This article explains in detail where PerformFlow’s data is stored and how our processing complies with GDPR. It also explains our compliance with GDPR’s International Data Transfer clause.
- Legitimacy of our data processing operations
- Do we do international transfer of personal data?
- Which Data Transfer mechanisms does PerformFlow rely on? Standard Clauses or Privacy Shield?
We store and process your user and usage data (refer to article: What data stored by PerformFlow & how is it used?) in Firebase, the Google cloud-hosted database.
The physical storage of PerformFlow data and processing is protected under Data Processing and Security Terms of Google Cloud Platform.
PerformFlow is GDPR compliant as we do not transfer any personal data. We never save your content or data of your google form or the documents generated out of your google form submission, in our database.
If an approval workflow is setup, we do store the specific configuration data and the generated file information in Google Firebase. This data is absolutely essential for PerformFlow’s web app to trigger email notification and updation of the approval information in the Form responses spreadsheet whenever there is an approval action on the document flow.

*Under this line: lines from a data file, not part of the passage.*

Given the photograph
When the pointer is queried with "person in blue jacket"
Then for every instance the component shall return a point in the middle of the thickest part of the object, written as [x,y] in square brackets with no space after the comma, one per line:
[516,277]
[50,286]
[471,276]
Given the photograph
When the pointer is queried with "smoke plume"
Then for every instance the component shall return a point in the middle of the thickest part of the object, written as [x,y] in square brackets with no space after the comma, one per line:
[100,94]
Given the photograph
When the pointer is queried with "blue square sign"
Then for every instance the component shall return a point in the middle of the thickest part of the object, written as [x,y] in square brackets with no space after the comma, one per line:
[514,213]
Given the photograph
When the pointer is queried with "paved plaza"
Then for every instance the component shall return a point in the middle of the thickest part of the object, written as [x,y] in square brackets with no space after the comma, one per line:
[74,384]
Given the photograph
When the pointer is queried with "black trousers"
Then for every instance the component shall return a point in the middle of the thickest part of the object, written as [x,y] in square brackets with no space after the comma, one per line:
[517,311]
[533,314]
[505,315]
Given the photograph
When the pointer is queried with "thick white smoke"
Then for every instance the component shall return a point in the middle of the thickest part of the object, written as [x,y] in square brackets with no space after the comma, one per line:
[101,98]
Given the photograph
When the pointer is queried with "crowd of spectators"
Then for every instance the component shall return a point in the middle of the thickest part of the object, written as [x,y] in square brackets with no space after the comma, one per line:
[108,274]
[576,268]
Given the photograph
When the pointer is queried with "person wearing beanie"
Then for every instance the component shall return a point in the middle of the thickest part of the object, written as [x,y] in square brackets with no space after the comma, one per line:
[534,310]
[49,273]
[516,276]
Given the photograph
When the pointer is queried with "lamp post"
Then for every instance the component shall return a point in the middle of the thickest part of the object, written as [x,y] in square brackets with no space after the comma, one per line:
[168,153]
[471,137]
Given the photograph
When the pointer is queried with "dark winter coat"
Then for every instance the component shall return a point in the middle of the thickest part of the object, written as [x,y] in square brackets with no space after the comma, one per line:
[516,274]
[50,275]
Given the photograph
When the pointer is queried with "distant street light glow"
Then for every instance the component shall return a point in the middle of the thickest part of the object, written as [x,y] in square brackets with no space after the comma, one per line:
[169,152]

We will never transfer, sell, make copies, or share any of your data stored by PerformFlow to third party services or companies.
Upon completion of the DPA, it is stipulated that: The application of lawful data transfer mechanisms for our customers who wish to transfer personal data to a third country (outside the EEA) in accordance with Article 45 or 46 of the GDPR, relies on entering into Standard Contractual Clauses or offer any alternative transfer solution if requested (for example, the EU-U.S. Privacy Shield).